Supporters of Mayawati Kumari, Bahujan Samaj Party (BSP) President and Chief Minister of Uttar Pradesh state, wait during a political rally on April 6, 2009 in Palwal, India. Uttar Pradesh will hold state elections this February, and Mayawati has ousted tainted ministers and assembly members in preparation.
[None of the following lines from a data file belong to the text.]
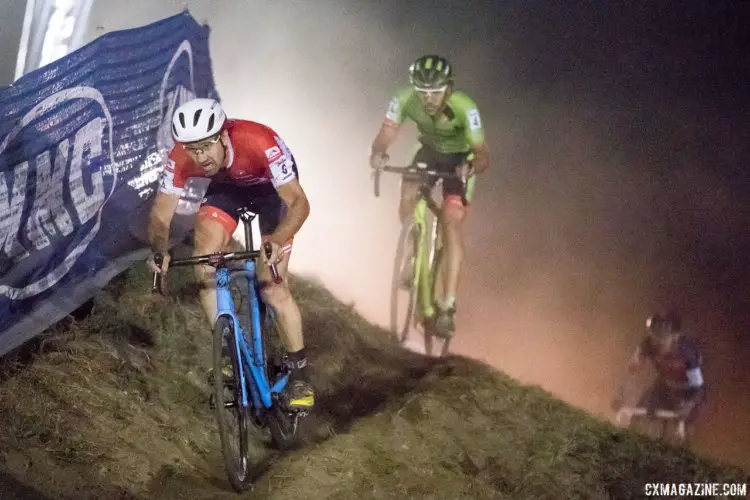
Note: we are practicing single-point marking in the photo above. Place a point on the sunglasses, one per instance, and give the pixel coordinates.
(200, 147)
(430, 92)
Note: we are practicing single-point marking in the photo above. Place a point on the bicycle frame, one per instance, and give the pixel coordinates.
(428, 242)
(425, 251)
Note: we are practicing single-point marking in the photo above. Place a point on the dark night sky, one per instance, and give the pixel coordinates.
(619, 134)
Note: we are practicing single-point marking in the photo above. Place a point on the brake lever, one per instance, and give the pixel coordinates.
(156, 285)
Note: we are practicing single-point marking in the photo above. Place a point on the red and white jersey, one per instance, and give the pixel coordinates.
(255, 155)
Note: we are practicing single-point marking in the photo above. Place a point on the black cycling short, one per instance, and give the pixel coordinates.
(261, 199)
(443, 162)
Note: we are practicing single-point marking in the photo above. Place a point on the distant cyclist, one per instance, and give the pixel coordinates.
(679, 383)
(452, 140)
(246, 162)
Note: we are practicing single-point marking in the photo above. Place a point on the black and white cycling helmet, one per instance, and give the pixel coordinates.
(197, 119)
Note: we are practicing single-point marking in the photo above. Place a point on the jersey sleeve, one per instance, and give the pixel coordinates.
(468, 113)
(278, 157)
(397, 107)
(171, 179)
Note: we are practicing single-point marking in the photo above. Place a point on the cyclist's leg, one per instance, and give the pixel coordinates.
(453, 216)
(300, 393)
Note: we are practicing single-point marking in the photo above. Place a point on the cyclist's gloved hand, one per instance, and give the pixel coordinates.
(379, 160)
(151, 261)
(161, 283)
(276, 254)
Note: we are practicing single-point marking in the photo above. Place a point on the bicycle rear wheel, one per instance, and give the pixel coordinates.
(231, 417)
(404, 282)
(281, 424)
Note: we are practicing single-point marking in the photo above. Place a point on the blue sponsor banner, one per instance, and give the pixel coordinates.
(82, 142)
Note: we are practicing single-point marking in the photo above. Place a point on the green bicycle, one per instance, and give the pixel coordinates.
(417, 266)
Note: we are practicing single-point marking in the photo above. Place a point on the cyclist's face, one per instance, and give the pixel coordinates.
(208, 154)
(432, 99)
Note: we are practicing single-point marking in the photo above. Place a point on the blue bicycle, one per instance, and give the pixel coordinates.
(242, 355)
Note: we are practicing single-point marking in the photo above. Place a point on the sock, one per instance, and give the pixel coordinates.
(449, 302)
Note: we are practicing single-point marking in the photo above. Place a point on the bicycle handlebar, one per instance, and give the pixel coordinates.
(214, 260)
(417, 171)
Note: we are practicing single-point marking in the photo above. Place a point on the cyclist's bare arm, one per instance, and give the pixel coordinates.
(385, 138)
(298, 209)
(160, 219)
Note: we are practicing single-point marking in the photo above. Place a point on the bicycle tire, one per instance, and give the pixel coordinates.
(281, 425)
(408, 239)
(238, 467)
(434, 276)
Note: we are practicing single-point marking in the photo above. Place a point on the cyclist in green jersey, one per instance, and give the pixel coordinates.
(452, 139)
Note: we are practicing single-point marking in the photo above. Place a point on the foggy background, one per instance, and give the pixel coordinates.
(618, 137)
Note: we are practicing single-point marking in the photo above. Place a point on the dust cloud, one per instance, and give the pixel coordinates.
(616, 183)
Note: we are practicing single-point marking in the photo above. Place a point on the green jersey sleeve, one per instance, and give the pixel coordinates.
(397, 109)
(468, 112)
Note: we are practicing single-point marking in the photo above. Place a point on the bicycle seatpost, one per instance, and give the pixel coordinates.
(274, 272)
(376, 181)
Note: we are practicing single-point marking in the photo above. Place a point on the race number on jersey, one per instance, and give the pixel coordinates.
(475, 122)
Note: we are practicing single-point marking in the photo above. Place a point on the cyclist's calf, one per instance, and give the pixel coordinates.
(409, 196)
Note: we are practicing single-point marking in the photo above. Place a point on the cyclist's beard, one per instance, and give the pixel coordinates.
(210, 169)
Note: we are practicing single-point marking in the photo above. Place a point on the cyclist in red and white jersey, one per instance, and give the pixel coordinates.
(246, 162)
(679, 383)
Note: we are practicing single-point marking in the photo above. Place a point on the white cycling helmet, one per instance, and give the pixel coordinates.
(197, 119)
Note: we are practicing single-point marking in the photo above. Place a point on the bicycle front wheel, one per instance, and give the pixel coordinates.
(404, 282)
(232, 417)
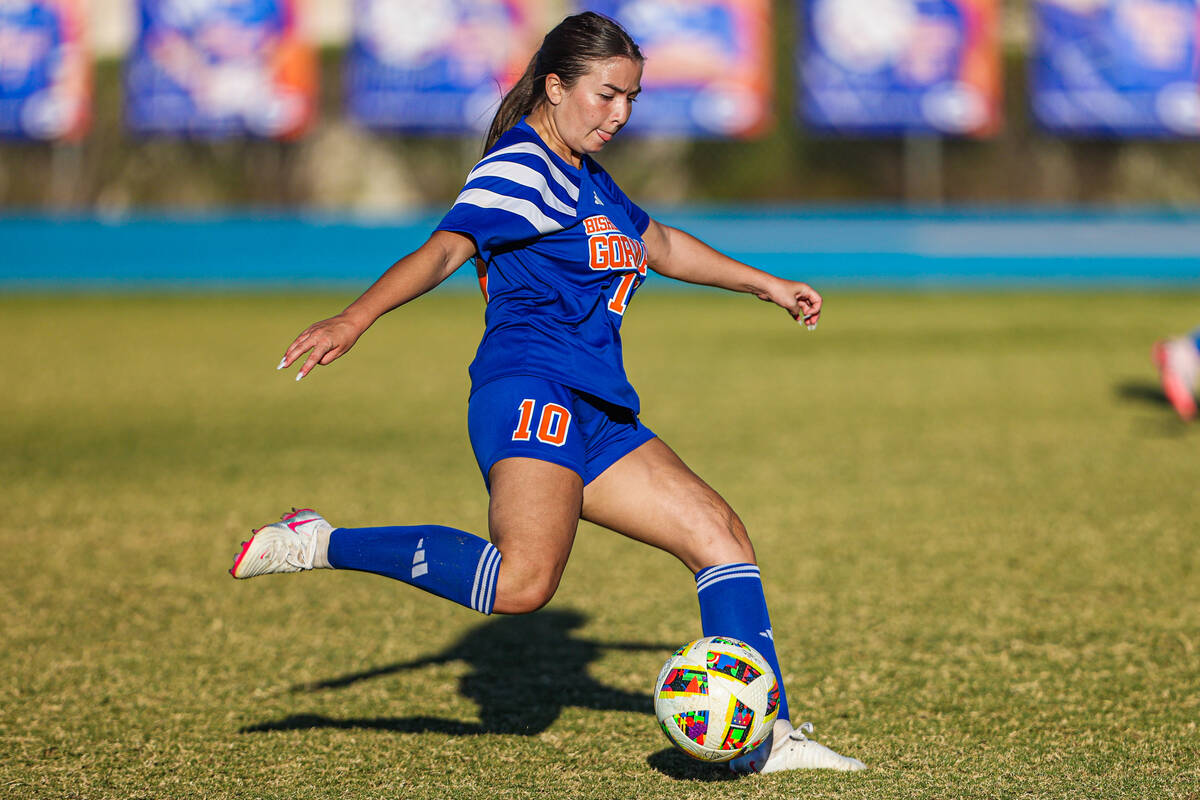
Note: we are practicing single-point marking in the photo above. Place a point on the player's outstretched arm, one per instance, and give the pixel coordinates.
(406, 280)
(681, 256)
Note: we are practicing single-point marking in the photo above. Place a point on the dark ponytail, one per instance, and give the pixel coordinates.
(568, 52)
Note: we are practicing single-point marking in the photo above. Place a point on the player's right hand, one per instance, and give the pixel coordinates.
(324, 342)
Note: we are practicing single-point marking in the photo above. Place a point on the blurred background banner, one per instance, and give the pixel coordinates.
(1116, 67)
(708, 65)
(438, 66)
(45, 70)
(900, 66)
(215, 68)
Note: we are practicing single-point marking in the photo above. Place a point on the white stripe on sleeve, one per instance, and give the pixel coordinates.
(523, 209)
(531, 149)
(523, 175)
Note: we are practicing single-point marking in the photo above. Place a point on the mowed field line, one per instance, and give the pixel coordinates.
(975, 513)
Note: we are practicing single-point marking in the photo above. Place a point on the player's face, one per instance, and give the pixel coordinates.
(589, 113)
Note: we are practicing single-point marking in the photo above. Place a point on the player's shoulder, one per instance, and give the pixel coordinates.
(521, 145)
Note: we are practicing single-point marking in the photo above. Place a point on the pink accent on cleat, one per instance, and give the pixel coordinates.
(245, 546)
(1176, 389)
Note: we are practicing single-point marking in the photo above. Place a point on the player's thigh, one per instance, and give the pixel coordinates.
(532, 517)
(653, 497)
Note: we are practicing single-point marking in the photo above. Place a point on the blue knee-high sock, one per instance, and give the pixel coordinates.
(732, 603)
(445, 561)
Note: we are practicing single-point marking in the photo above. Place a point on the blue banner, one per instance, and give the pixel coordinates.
(708, 66)
(1116, 67)
(219, 68)
(900, 66)
(438, 66)
(45, 73)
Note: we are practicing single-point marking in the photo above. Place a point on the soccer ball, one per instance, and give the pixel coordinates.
(717, 698)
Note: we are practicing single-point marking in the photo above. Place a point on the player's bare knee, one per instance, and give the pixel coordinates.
(523, 599)
(718, 535)
(525, 585)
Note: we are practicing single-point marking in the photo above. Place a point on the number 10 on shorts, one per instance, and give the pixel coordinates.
(552, 425)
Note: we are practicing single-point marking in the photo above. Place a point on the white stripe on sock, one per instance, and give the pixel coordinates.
(718, 575)
(489, 585)
(479, 573)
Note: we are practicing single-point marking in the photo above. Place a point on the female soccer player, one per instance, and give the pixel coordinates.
(553, 420)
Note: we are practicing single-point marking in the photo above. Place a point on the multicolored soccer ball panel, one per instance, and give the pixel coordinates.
(717, 698)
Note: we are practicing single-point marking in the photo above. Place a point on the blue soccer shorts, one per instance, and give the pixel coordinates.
(534, 417)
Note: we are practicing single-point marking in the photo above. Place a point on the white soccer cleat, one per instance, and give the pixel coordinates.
(287, 546)
(790, 749)
(1179, 364)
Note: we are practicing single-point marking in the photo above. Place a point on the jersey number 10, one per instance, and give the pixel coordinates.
(552, 427)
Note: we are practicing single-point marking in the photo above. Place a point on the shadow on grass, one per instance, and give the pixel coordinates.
(1165, 422)
(1143, 391)
(676, 765)
(523, 672)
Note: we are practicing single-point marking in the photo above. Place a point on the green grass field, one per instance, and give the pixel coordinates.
(977, 519)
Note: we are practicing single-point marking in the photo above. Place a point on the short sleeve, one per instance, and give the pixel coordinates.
(636, 215)
(515, 194)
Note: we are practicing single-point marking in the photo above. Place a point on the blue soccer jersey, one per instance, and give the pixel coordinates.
(563, 253)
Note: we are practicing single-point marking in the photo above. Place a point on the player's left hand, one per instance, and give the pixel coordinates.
(798, 299)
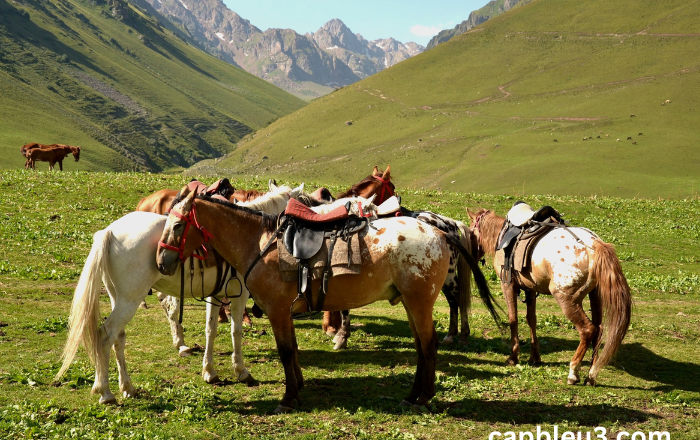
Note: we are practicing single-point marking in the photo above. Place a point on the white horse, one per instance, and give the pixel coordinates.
(123, 258)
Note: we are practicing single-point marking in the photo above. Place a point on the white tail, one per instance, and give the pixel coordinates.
(84, 321)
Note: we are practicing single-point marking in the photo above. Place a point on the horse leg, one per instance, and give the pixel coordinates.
(122, 312)
(171, 307)
(341, 338)
(450, 291)
(283, 329)
(421, 321)
(596, 319)
(208, 372)
(511, 294)
(125, 385)
(331, 323)
(587, 332)
(223, 315)
(531, 298)
(237, 308)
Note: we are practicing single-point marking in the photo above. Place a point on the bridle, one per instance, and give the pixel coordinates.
(190, 219)
(386, 189)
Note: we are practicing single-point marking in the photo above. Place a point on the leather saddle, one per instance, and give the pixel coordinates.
(522, 228)
(303, 235)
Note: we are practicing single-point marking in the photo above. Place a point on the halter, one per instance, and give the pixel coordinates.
(190, 219)
(385, 189)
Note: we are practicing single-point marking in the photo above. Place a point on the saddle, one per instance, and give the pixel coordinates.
(521, 231)
(304, 233)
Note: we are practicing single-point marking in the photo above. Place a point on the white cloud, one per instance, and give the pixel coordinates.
(425, 31)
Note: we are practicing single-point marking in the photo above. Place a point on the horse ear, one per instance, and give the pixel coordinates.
(387, 173)
(296, 192)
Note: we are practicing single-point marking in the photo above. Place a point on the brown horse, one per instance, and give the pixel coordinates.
(52, 154)
(404, 262)
(569, 270)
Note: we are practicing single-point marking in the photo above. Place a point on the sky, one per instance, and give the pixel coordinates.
(405, 20)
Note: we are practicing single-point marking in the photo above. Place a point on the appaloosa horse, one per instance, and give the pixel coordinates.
(405, 262)
(569, 266)
(457, 287)
(54, 153)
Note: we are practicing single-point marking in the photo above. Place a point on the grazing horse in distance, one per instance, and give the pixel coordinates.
(569, 265)
(49, 153)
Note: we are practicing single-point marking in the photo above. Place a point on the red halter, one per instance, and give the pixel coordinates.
(190, 219)
(386, 189)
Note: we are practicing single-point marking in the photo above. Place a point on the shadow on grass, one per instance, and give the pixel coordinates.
(641, 362)
(384, 394)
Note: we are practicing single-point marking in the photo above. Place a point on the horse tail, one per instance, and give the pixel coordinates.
(481, 283)
(84, 321)
(615, 301)
(464, 272)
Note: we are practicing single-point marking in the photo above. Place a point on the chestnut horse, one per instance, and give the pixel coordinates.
(569, 270)
(405, 262)
(49, 153)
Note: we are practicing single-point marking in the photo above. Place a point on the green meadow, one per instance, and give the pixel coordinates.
(46, 226)
(553, 97)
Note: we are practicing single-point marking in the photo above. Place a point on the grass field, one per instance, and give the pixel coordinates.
(541, 99)
(46, 226)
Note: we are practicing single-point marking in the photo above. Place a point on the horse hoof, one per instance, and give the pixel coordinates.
(109, 400)
(448, 340)
(249, 381)
(281, 409)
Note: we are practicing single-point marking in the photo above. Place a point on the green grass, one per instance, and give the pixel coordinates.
(46, 235)
(135, 92)
(482, 111)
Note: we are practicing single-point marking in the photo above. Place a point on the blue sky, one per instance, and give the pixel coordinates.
(406, 20)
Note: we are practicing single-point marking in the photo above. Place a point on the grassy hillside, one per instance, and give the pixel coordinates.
(123, 83)
(506, 107)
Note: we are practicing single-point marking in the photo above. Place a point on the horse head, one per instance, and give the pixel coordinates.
(176, 244)
(378, 183)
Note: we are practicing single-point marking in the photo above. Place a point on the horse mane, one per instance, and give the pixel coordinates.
(490, 229)
(353, 191)
(272, 201)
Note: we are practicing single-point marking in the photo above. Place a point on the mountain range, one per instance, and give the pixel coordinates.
(553, 97)
(492, 9)
(120, 80)
(308, 65)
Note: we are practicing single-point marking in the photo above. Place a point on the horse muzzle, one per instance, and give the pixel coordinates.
(167, 261)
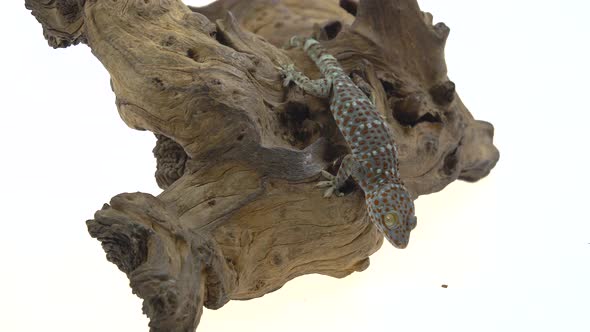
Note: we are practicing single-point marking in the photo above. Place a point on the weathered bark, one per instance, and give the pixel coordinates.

Despite the anti-corruption fervor underway in the capital, the Bharatiya Janata Party — self-styled “the party with a difference” — has snapped them up.
The Indian Express hammers the Bharatiya Janata Party (BJP) for adopting tainted politicians ousted by Mayawati's Bahujan Samaj Party (BSP) in advance of the upcoming Uttar Pradesh state elections.
A day after announcing it would never accept the “chors” [thieves] that Mayawati had discarded, the BJP welcomed to its fold Babu Singh Kushwaha, the former BSP family welfare minister on whose watch two chief medical officers were murdered, a deputy CMO died mysteriously in jail, and fraud worth thousands of crores was detected in the implementation of the National Rural Health Mission (NRHM) in Uttar Pradesh.
The chief rival to Prime Minister Manmohan Singh's Congress Party — and self-styled "party with a difference" in a failed claim at cleanliness — the BJP has eliminated one more alternative for Anna Hazare's anti-corruption movement. Hazare's people have already vowed to campaign against the Congress in Uttar Pradesh.
Still think corruption matters? Let's see the election results come March.